Microbial Destruction by Low Concentrations of Hypochlorite and Iodophor Germicides in Alkaline and Acidified Water

Hypochlorite and iodophor germicides were evaluated for their ability to destroy a variety of organisms at levels approximating those used for final sanitizing rinse for dairy and food equipment and beverage bottles (3 to 50 ppm). Test organisms included Escherichia coli, Streptococcus lactis, Lactobacillus plantarum, Pediococcus cerevisiae, and Saccharomyces cerevisiae. The hypochlorites and iodophors demonstrated approximate rates of destruction at equivalent concentrations for the bacterial species tested, except where the hypochlorite contained excess alkalinity. The hypochlorite responded more readily to a downward shift to a pH of 5.0 than did the iodophor.
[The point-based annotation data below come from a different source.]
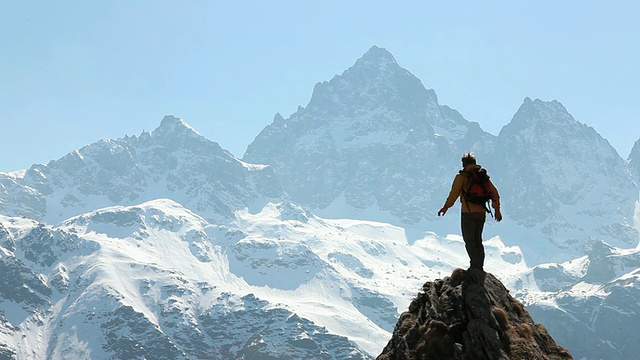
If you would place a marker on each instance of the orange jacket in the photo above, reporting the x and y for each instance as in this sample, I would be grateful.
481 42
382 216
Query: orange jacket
460 183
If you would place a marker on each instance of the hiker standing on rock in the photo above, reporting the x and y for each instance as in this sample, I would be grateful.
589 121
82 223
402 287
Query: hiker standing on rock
475 189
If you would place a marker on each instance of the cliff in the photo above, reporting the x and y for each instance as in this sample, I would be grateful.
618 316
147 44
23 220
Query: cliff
469 315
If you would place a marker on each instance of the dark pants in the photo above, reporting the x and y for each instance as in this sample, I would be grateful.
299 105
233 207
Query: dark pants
472 225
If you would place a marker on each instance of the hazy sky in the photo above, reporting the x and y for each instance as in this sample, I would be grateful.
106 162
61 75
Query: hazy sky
74 72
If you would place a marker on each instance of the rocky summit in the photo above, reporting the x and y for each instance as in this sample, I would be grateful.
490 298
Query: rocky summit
469 315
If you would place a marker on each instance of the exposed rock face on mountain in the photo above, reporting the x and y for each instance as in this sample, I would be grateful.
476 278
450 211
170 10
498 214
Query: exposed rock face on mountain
173 161
147 281
634 161
469 315
373 137
595 302
561 176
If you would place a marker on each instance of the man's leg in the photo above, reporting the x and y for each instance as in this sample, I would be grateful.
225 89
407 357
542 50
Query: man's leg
472 226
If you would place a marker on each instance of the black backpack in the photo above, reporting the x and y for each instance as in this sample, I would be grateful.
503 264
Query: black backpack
476 191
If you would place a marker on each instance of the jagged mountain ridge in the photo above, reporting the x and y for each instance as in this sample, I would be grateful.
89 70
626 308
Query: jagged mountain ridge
369 138
374 143
20 197
561 177
173 161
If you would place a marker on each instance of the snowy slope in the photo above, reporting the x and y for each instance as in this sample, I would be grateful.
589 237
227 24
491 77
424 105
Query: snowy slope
590 304
173 161
158 279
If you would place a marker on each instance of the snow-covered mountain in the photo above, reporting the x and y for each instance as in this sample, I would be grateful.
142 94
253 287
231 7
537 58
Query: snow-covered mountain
371 140
373 143
157 280
166 245
634 161
173 161
590 304
560 177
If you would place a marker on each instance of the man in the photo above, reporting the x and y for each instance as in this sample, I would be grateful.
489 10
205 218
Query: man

Excess alkalinity of the hypochlorite significantly affected its bactericidal activity. The iodophor exhibited a consistently greater rate of destruction of yeast cells than the hypochlorite. Successive treatment with low levels of iodophor (6 ppm) followed by a hypochlorite (12 to 25 ppm) resulted in a high level of destruction of all test organisms. Possibilities for employing these measures in a sanitizing rinse of bottles for maximal destruction of organisms were discussed. Among the test organisms, S. lactis showed a comparatively high resistance and was a useful organism for comparing the halogen preparations.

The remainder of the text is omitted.